The littlest cousin, the Colorado girl, I was afraid to jump off of the boat into murky Cheat Lake. I wasn’t certain of my older cousins’ waterskiing or beer-drinking antics. I felt small and uncertain.
But there was one thing I knew for sure: I loved the lightning bugs. Out we’d creep at dusk, with mason jars in hand. We’d run up behind them and startle them into a glowing frenzy. I remember dancing amidst their spectacular shimmer.
as fast as I could
into a sparkling mist. Or that’s how it seemed.
We’d usher them into the jars – as many as we could fit.
And I’d do my best to convince my parents to let me keep the jar at my bedside.
A lightning bug nightlight!
But somehow, in her gentle way, Mom would always convince me to set them free.
But what if we poked air holes in the top? But what if we gave them lightning bug food? I would plead. But Mom always stood firm.
Lightning bugs could not be kept in a jar. They would lose their light.
In the morning we’d find them at the bottom of the jar, wispy and dark.
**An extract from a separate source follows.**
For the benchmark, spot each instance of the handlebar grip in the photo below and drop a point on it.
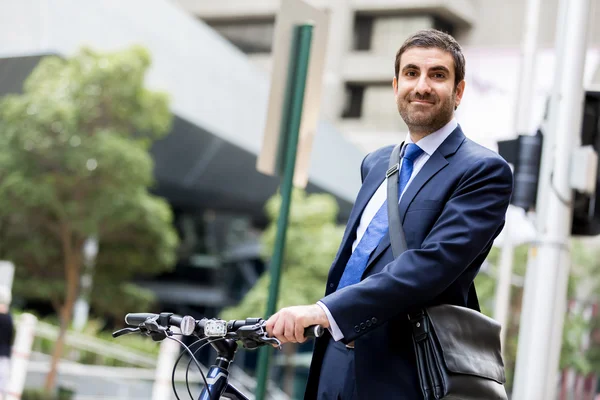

So, reluctantly, we’d set them free just before bed. And I’d watch them swarm out into the stars.
I had an inkling, even then, that there was a bigger lesson there. And I knew in my heart, even then, that somehow, some way, I was related to those bugs.
Years later a friend and I escaped to Breakwater Beach in Chatham, MA for a summer wedding. We were armed with champagne and exuberance. We popped our bubbly amidst the froth of a gentle midnight tide.
And then we saw them.
Everywhere. In the trees. Amidst the bushes. Dodging the quiet rain. Glowing intermittently. Tempting us with their magic.
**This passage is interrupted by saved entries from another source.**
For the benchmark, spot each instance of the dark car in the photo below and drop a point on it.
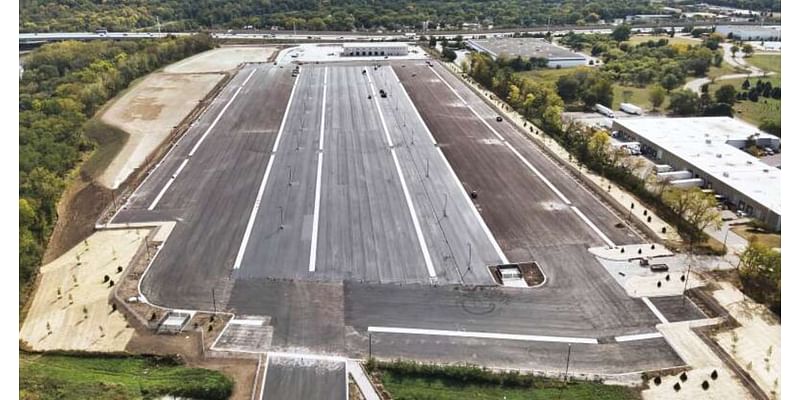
(659, 268)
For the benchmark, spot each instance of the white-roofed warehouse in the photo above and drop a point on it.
(710, 148)
(374, 49)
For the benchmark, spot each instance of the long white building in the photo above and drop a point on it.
(374, 49)
(710, 148)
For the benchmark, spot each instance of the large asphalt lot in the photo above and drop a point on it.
(210, 196)
(332, 212)
(293, 378)
(528, 218)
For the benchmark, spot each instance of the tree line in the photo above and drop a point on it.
(690, 211)
(343, 15)
(62, 86)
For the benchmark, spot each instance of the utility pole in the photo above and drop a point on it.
(469, 256)
(566, 370)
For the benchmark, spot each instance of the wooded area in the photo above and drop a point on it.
(344, 15)
(63, 85)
I haven’t caught a lightning bug since those muggy West Virginia nights at the Lake House. I haven’t seen them since that night with Colleen.
But sometimes when I close my eyes, I feel a buzzing. A flutter. An intermittent glow. As if they are inside me – swarming busily in preparation to be set free. They are sparkling and shimmering – anticipating the moment when they will escape. Soar. Into the night. To twinkle among the stars.
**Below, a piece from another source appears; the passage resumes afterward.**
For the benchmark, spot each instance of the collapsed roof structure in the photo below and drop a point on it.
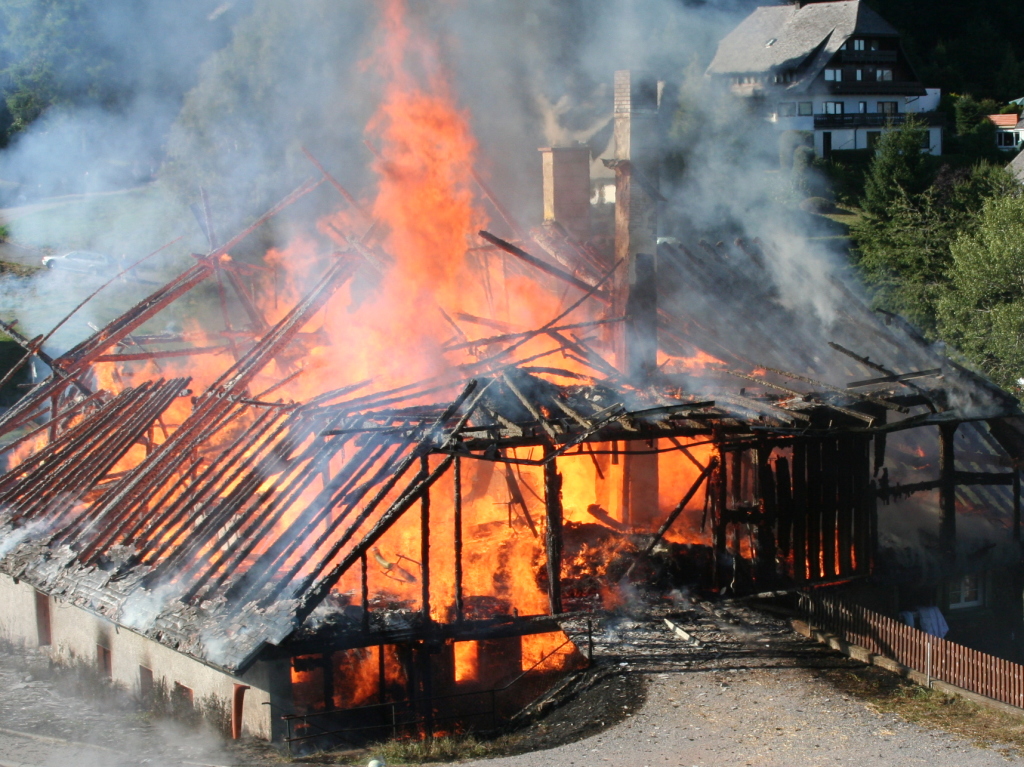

And I wonder what they are teaching me.
Perhaps to keep glowing and swarming and tempting and teasing.
Perhaps to never confine myself behind glass walls.
To never settle for air holes.
Or perhaps, most important of all,
to allow oneself to be caught;
but also to allow oneself to be set free.
Every once in awhile Nick tells me that I smile while I am sleeping. He asks me if I had a pleasant dream.
And though I can’t know for certain just what is occurring behind my closed lids, I have a sense
that it involves the lightning bugs.